Intensive chemotherapy has improved the prognosis of patients with AML. The success rate of relapse treatment correlates with the length of first remission. Thus early relapses and primarily refractory diseases have a grave prognosis. New chemotherapeutic regimens could be useful for those patients. Patients treated for newly diagnosed or relapsed AML with polychemotherapy regimen of the AML-BFM-studies containing induction, consolidation and high-dose cytarabine combined with mitoxantrone (HAM) and relapsed within 2 up to 31 months after the first CR entered a pilot trial, the so called IDA-FLAG regimen. This regimen includes G-CSF (day 0 up to ANC > 1000/microliter, 400 micrograms/m2.d), fludarabine (day 1-4, 30 mg/m2.d), high-dose cytarabine (day 1-4, 2000 mg/m2.d) and idarubicin (day 2-4, 12 mg/m2.d). 10 patients aged 1,8 to 28,1 years (mean = 9,6 years) having the first (n = 8) or second relapse (n = 1) of AML or an acute blastcrisis of myelodysplastic syndrome (n = 1) (FAB classification: M1/M2 = 3, M4/M5 = 5, M7 = 1, CMML = 1) received 14 courses. Overall, 7 patients achieved CR with a mean duration of 8,9 months (1-22 months), one patient showed a partial remission and two were nonresponders. 4 patients are in continuous CR for 7,5 to 22 months (mean = 13,2 months). 3 patients got a bone marrow transplantation (allogenic = 2, autologous = 1) in CR following this treatment.
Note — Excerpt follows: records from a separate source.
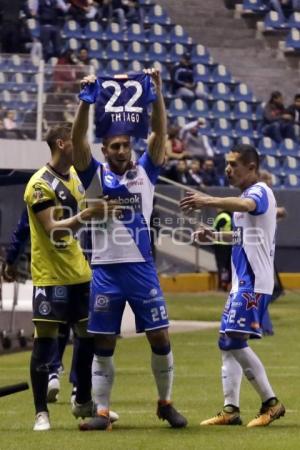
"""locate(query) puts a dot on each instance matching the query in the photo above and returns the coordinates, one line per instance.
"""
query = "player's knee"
(227, 343)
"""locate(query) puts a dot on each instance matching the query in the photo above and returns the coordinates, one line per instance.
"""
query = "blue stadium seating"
(293, 39)
(267, 146)
(179, 36)
(224, 144)
(289, 147)
(221, 109)
(294, 20)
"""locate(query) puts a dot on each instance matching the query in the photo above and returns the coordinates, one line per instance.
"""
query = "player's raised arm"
(157, 139)
(81, 149)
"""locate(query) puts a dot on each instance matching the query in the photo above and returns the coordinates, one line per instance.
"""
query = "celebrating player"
(253, 239)
(122, 262)
(60, 272)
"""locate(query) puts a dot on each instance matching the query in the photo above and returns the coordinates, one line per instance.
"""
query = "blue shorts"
(243, 313)
(114, 284)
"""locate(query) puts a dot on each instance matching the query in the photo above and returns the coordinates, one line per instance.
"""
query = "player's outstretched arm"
(157, 139)
(81, 149)
(232, 204)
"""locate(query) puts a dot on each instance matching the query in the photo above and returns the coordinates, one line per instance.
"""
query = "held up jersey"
(121, 104)
(62, 262)
(126, 239)
(253, 255)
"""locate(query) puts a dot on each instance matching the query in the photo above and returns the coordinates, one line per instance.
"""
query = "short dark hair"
(62, 131)
(248, 154)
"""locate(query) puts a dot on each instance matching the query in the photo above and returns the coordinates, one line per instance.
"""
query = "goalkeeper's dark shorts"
(62, 304)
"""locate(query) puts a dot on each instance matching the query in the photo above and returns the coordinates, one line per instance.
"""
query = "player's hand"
(193, 201)
(155, 75)
(203, 235)
(9, 273)
(89, 79)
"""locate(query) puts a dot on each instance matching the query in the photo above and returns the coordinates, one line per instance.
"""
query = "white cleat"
(42, 422)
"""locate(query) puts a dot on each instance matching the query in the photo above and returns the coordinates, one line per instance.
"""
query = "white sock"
(254, 372)
(232, 374)
(103, 372)
(162, 368)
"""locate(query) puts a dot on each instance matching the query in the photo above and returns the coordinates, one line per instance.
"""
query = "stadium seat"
(293, 39)
(224, 144)
(113, 67)
(291, 165)
(158, 33)
(202, 73)
(113, 31)
(176, 53)
(93, 30)
(294, 20)
(33, 28)
(242, 110)
(179, 36)
(136, 51)
(157, 15)
(135, 66)
(274, 22)
(157, 52)
(221, 109)
(72, 29)
(135, 33)
(223, 127)
(272, 164)
(96, 49)
(267, 146)
(243, 93)
(199, 54)
(292, 181)
(221, 92)
(202, 90)
(115, 50)
(221, 74)
(244, 127)
(255, 5)
(177, 107)
(199, 108)
(289, 147)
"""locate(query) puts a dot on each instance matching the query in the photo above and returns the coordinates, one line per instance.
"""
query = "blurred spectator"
(209, 173)
(277, 121)
(174, 145)
(182, 77)
(12, 28)
(194, 173)
(294, 110)
(195, 144)
(50, 16)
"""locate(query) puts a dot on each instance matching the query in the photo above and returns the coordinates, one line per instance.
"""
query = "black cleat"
(99, 422)
(169, 413)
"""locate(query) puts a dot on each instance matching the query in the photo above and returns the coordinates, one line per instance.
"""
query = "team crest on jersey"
(102, 303)
(37, 192)
(44, 308)
(252, 300)
(131, 174)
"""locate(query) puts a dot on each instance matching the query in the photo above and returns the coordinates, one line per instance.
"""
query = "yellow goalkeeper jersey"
(61, 262)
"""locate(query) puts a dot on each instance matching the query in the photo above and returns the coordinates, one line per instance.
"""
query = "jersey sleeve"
(260, 196)
(149, 90)
(87, 175)
(39, 196)
(152, 171)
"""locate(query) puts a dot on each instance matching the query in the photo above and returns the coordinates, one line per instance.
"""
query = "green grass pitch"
(197, 391)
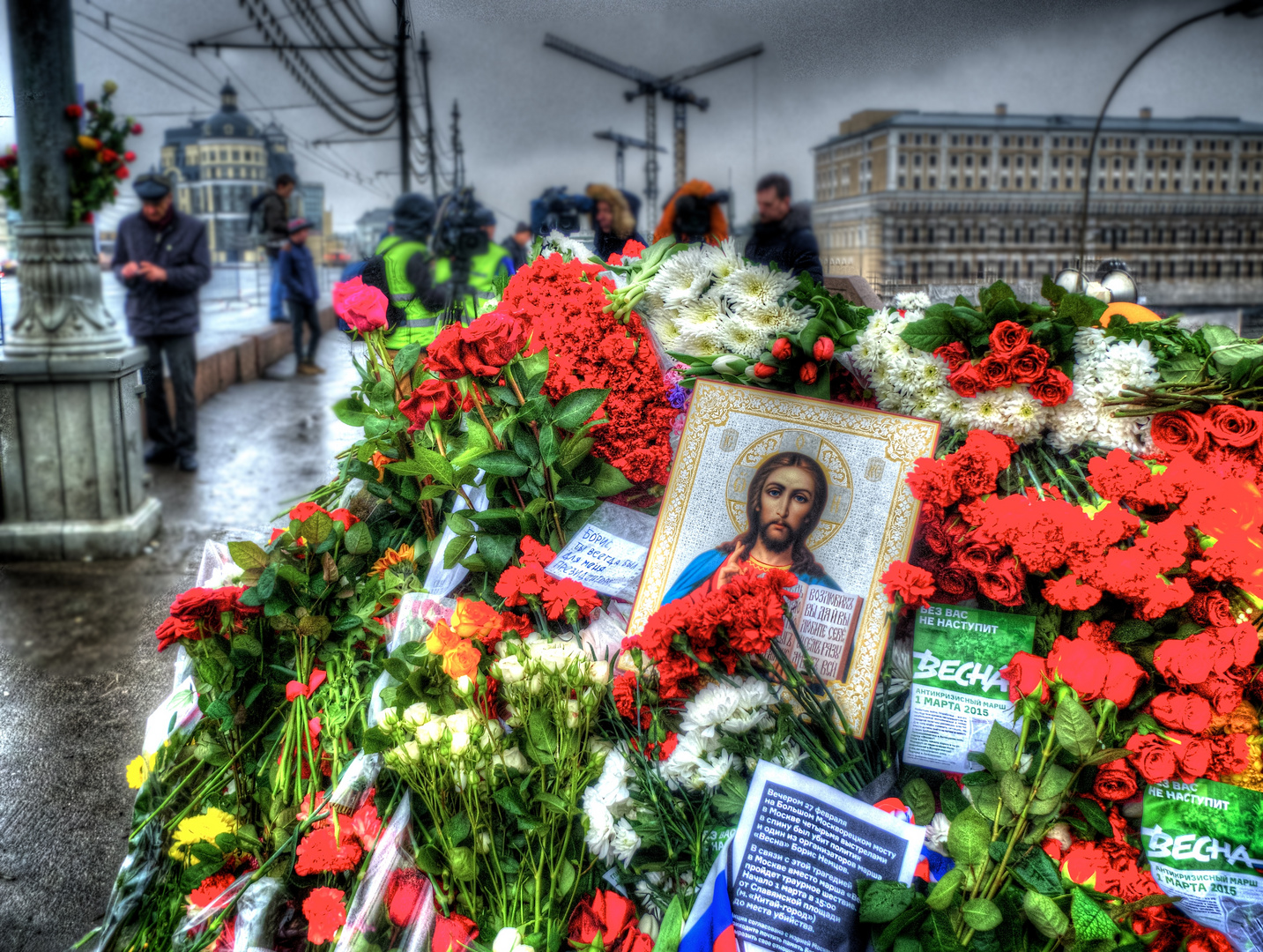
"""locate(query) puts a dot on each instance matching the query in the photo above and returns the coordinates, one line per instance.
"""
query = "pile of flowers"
(98, 157)
(1024, 371)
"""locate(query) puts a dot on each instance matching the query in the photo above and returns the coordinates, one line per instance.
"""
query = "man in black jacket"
(162, 257)
(784, 234)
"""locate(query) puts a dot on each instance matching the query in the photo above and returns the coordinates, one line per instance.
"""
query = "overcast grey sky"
(528, 113)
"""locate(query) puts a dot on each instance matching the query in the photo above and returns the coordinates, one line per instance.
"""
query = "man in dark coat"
(784, 235)
(162, 257)
(274, 212)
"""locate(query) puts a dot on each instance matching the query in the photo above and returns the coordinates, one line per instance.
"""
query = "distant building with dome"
(220, 164)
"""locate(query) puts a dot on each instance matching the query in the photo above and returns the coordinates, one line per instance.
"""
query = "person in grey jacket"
(162, 257)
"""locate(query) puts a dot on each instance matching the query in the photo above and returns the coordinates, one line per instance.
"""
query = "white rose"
(429, 733)
(505, 940)
(416, 715)
(508, 671)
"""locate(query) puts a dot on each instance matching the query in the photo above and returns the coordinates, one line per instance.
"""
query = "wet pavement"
(78, 672)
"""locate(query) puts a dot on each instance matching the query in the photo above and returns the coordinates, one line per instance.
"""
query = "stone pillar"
(71, 472)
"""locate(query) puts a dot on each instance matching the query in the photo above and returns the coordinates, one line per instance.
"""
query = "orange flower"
(475, 619)
(461, 660)
(393, 557)
(379, 461)
(442, 639)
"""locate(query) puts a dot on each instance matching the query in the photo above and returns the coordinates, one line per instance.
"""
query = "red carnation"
(324, 911)
(913, 586)
(1008, 338)
(1052, 389)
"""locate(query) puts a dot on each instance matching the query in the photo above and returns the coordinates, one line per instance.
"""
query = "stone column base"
(82, 538)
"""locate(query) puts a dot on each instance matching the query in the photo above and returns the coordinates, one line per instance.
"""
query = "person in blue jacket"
(302, 292)
(784, 505)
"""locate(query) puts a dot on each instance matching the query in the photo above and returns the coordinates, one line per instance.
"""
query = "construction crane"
(650, 87)
(621, 143)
Toxicity was considerable, mainly bone marrow aplasia with leucopenia < 1000/microliter for 15 to 40 days (mean = 26,1 days), neutropenia < 500/microliter for 14 to 39 days (mean = 26,0 days) and thrombocytopenia < 30,000/microliter for 14 to 90 days (mean = 36,5 days). Further important side effects were fever, mucositis and pneumonia. One patient died from an fulminant aspergillus sepsis during long-term neutropenia. The sequential administration of G-CSF, fludarabine, cytarabine and idarubicin is effective in treatment of relapsed AML in childhood and an advisable option prior to allogenic or autologous bone marrow transplantation. With regard to the unfavorable prognosis of relapsed or refractory AML the toxicity of this regimen seems acceptable.